Good luck Hun! So exciting!!


----------



## GemmaG

Just a quick update Mia Catherine 5lb 12oz was born at 10:05 this morning followed by her brother Mason Kai 6lb 3ozs. Both are perfect and no issues at all c section went brilliantly will update better later on when I get a chance.
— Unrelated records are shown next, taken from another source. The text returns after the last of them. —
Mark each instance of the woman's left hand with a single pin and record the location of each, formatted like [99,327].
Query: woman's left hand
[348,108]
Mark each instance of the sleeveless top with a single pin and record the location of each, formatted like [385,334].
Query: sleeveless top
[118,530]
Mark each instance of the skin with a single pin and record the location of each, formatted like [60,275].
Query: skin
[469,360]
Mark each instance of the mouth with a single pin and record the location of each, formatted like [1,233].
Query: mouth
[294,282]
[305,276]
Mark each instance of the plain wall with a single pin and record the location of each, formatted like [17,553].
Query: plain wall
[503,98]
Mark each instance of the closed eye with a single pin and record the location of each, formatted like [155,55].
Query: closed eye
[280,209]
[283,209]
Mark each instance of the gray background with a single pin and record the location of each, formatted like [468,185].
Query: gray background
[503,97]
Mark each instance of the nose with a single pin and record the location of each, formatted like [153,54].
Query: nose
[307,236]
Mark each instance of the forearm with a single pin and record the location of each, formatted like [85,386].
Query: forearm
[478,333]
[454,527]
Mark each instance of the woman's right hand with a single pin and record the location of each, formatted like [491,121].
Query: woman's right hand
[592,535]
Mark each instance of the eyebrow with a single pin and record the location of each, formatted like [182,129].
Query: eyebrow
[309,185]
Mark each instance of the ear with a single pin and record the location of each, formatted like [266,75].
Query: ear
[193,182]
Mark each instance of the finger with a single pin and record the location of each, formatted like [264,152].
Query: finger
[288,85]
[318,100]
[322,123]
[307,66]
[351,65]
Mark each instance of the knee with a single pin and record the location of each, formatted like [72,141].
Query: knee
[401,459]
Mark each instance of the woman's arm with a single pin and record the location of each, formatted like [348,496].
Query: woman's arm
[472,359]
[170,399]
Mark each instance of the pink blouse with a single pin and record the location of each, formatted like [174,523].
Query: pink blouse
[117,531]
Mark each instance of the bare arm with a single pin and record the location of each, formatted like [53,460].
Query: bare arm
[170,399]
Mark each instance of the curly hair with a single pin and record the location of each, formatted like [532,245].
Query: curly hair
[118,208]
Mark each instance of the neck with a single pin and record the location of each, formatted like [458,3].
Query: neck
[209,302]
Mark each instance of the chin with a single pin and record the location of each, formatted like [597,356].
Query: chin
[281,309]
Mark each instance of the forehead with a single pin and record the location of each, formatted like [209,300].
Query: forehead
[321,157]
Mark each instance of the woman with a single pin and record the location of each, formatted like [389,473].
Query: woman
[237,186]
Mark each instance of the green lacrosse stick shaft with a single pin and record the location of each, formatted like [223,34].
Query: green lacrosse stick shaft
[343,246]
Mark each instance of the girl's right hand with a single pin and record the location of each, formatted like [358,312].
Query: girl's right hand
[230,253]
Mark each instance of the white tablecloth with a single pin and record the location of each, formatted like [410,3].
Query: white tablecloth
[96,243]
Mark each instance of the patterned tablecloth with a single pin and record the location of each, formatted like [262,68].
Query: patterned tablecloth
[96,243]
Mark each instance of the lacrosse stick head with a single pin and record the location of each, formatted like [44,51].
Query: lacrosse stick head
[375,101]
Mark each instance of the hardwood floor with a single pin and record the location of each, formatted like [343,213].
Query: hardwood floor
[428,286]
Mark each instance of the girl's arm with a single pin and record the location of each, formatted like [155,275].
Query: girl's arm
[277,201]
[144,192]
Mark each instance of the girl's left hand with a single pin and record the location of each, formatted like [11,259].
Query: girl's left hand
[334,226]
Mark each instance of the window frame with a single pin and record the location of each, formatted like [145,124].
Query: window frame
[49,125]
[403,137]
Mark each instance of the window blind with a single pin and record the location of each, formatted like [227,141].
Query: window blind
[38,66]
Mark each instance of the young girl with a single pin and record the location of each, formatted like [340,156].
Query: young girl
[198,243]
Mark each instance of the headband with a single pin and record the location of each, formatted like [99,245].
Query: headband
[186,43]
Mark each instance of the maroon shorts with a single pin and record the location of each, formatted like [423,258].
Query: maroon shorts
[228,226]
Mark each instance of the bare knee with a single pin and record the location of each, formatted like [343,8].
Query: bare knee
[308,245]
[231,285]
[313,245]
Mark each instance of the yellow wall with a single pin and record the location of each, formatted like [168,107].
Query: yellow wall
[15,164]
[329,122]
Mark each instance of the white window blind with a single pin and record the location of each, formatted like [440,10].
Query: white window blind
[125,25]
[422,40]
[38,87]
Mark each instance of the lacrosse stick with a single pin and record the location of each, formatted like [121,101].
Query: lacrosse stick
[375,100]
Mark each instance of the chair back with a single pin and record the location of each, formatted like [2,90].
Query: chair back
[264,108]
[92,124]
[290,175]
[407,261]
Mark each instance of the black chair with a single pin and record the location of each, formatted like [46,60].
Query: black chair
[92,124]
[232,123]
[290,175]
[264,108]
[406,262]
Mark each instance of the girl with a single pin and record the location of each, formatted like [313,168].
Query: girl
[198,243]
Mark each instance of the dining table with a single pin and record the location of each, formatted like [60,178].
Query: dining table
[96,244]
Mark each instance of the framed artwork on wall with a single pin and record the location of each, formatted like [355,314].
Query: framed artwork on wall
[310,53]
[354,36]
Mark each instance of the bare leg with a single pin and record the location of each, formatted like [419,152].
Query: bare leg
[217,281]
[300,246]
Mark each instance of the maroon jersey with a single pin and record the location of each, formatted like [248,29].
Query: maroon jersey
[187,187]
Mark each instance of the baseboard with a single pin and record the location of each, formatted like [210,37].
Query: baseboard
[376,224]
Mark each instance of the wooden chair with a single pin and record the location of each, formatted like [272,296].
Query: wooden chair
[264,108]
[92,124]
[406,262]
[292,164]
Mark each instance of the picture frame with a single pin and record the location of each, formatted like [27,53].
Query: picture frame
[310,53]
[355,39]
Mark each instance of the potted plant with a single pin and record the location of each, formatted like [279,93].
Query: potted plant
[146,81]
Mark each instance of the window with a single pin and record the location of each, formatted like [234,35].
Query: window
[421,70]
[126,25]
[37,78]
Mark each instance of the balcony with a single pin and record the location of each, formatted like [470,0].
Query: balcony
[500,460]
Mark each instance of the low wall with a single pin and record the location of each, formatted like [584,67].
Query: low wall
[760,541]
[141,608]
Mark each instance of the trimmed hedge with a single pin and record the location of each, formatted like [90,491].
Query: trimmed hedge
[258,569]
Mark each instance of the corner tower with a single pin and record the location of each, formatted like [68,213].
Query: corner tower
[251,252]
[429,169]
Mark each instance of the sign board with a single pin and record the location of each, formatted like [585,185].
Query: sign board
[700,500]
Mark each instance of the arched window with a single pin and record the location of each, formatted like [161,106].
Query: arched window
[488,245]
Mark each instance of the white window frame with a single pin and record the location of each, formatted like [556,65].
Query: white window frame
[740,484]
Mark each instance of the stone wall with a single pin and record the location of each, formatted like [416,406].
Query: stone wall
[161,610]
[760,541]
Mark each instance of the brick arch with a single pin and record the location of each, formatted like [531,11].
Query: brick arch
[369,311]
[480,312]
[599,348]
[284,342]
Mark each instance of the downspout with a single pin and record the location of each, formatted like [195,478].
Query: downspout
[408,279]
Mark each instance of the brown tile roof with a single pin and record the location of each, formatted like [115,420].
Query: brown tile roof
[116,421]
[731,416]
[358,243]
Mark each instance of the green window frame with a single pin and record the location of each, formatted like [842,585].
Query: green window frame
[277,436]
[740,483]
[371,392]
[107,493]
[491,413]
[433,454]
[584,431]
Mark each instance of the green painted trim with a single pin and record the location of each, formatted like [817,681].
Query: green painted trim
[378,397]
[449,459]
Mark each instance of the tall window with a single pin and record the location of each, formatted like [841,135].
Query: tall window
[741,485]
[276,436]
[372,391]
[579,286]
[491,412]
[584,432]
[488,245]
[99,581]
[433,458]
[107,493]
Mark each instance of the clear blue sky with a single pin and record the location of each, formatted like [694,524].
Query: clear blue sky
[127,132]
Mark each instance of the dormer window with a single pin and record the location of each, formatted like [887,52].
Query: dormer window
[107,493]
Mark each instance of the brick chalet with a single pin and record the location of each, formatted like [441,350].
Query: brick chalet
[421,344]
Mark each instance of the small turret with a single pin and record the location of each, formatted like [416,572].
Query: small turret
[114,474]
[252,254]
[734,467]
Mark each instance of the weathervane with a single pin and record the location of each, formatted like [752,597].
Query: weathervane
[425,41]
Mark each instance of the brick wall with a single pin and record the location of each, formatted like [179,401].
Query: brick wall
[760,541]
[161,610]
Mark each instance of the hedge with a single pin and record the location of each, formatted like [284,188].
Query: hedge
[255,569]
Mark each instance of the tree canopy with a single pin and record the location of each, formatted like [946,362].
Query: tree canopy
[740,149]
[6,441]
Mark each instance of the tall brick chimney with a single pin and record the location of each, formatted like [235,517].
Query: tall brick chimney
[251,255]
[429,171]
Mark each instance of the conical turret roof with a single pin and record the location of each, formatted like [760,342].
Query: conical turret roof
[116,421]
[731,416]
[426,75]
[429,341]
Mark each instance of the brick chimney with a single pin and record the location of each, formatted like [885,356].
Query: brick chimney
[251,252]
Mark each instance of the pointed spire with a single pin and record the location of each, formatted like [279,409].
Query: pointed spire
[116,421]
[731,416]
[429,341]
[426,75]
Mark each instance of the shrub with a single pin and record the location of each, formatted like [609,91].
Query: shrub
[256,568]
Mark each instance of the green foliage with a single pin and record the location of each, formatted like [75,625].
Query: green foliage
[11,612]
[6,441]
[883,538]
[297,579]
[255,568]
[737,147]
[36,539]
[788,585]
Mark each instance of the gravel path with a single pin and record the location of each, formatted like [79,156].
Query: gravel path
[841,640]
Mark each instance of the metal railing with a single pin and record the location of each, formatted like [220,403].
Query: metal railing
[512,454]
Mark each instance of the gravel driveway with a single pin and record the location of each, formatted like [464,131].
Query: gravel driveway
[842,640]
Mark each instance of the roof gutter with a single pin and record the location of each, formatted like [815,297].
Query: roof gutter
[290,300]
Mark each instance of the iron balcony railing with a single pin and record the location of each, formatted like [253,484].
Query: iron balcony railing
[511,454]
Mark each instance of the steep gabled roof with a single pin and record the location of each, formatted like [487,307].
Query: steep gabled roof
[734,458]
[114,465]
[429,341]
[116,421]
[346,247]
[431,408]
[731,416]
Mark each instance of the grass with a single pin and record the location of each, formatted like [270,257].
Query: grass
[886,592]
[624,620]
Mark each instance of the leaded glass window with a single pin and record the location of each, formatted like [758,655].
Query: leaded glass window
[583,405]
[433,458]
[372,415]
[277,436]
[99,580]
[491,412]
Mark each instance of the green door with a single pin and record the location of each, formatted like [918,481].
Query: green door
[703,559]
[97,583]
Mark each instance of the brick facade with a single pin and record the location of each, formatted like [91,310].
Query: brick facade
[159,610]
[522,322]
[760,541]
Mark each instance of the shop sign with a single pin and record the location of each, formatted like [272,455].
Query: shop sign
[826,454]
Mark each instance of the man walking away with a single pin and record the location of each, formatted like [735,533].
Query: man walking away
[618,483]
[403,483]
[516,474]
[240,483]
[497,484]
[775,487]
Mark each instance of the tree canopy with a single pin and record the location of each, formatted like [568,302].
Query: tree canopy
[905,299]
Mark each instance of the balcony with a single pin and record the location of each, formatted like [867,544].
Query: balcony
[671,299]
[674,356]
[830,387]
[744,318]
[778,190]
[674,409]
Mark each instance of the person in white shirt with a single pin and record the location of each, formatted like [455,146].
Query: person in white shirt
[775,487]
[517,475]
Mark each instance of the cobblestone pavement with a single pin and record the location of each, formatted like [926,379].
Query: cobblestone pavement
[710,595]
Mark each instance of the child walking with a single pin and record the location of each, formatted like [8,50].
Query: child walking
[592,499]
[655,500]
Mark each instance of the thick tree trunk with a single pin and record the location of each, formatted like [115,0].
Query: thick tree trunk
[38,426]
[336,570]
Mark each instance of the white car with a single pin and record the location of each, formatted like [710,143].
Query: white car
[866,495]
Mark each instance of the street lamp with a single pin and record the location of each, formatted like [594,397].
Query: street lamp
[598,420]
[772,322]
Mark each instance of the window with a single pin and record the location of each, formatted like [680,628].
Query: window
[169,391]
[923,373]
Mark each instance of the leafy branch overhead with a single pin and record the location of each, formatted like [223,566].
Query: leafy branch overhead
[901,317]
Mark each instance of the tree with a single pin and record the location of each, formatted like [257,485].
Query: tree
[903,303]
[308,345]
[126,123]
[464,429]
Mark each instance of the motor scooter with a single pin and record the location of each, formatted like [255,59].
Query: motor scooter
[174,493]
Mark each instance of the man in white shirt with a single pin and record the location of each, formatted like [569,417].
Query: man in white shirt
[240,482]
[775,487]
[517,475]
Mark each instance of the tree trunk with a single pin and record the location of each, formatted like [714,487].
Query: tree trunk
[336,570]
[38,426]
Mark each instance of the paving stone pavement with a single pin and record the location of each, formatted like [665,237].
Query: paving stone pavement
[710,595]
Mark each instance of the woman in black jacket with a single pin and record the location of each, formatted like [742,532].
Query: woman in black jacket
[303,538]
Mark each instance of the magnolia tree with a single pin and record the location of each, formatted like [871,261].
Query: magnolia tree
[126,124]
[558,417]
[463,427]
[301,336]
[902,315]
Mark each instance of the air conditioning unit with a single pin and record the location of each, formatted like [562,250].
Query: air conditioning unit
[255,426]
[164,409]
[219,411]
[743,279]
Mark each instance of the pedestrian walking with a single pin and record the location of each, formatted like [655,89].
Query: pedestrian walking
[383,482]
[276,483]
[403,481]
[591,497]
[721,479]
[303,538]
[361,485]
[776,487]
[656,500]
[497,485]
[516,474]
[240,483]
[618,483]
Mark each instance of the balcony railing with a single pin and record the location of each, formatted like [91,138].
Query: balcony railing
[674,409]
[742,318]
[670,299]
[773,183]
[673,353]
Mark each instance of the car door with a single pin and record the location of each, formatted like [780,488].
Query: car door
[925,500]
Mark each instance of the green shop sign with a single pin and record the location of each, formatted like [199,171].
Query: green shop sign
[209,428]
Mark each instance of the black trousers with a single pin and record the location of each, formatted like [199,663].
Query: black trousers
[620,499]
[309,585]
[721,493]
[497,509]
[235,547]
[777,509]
Mason is on left of pic Mia is baby on right! I'm in love x
 



Attached Files:







image.jpg
File size: 36.5 KB
Views: 152


----------



## craftymama

Congrats!!!! They're adorable!!!


----------



## kezzaside

Congrats! So cute xx


----------



## babyhopes2010

well done :) they are perfect :)


----------



## Nela

Awwww a big congrats x 2! Look how sweet and gorgeous they are... Enjoy every moment, mama! :hugs:


----------



## suffolksazzle

Beautiful! Congratulations!


----------



## bekkie

congratulations mama, well done!!! beautiful little babies.


----------



## momofadane

They are so so beautiful!!! Congrats!!!


----------



## angelandbump

Congratulations! Beautiful picture x


----------



## Breezybaby80

Aw how gorgeous are they!!!


----------



## +tivethoughts

Aww perfect little babbies! I lovr how she has her hand on his face. Bless. No wonder ur in love. Adorable! Congrats xx


----------



## butterflywolf

Too freakin cute!! Congrats!!!


----------



## Tryingbabyno1

Congrats so gorgeous xx


----------



## AmarettiEtJus

Congrats! Look at the little chub chubs. You must be in awe. Enjoy! xxx


----------



## littleone2010

Oh Hun so happy for you!! I remember commenting on each others test pics in the pregnancy test forum then here you are with two beautiful babies!! <3 congratulations!!!


----------



## uptotrix

Congratulations! They'tell so cute!!


----------



## embeth

Omg so so cute!!! Congratulations :))


----------



## Dolly84

Omg they are gorgeous ;-) xxxx


----------



## jodiex

Congratulations hun. They're perfect, so adorable. Glad everything went well. X


----------



## Hope83

Huge congratulations!! They're so cute :)


----------



## TheNewMrsB

Congratulations!


----------



## Prinny

Well Done! & Congratulations Their Beautiful..xx


----------



## WannaBtheMum

Congratulations, they are so adorable :)


----------



## J22

aww, so pleased for you Gemma, congratulations! It's so lovely to finally see your twins after seeing your bump each week xxx :flower:


----------



## alocin22

Congratulations they are so adorable. Xx


----------



## Mummy Bean

Double congrats...they beautiful


----------



## simplyamazed

Double congratulations, they are beautiful x


----------



## lewood88

Congrats hun xx


----------



## MrsTurner2012

Gorgeous!! Well done x


----------



## excitedgal

Congrats hun,glad all went well. Good weights too! I got my c section date today,5 wks from now i meet my twins! You'll need to pass on your top tips!
xx


----------



## MarcsMrs

OMG they are just gorgeous! Well done Mama x


----------



## Calibeachbum

Awe congrats!


----------



## Emma&Freya

Congrats! I love were the babys hand is xx


----------



## iluvmyfamily

Congratulations they're so cute God bless them


----------



## shaunasmommy

They're so gorgeous! I love the picture with her hand on his face!! They already share a special bond. :) Thank you for sharing! Congratulations to your two beautiful little babies!!!! :)


----------



## GemmaG

Thanks girls

We got home today so have just put them down for their first sleep in their cot :) I'm combi feeding so every 3hrs which isn't too bad. Feeling surprisingly well after the c section but still trying to take it easy. They are great babies will sleep through to their next feed and most times I have to wake them they are an absolute pleasure!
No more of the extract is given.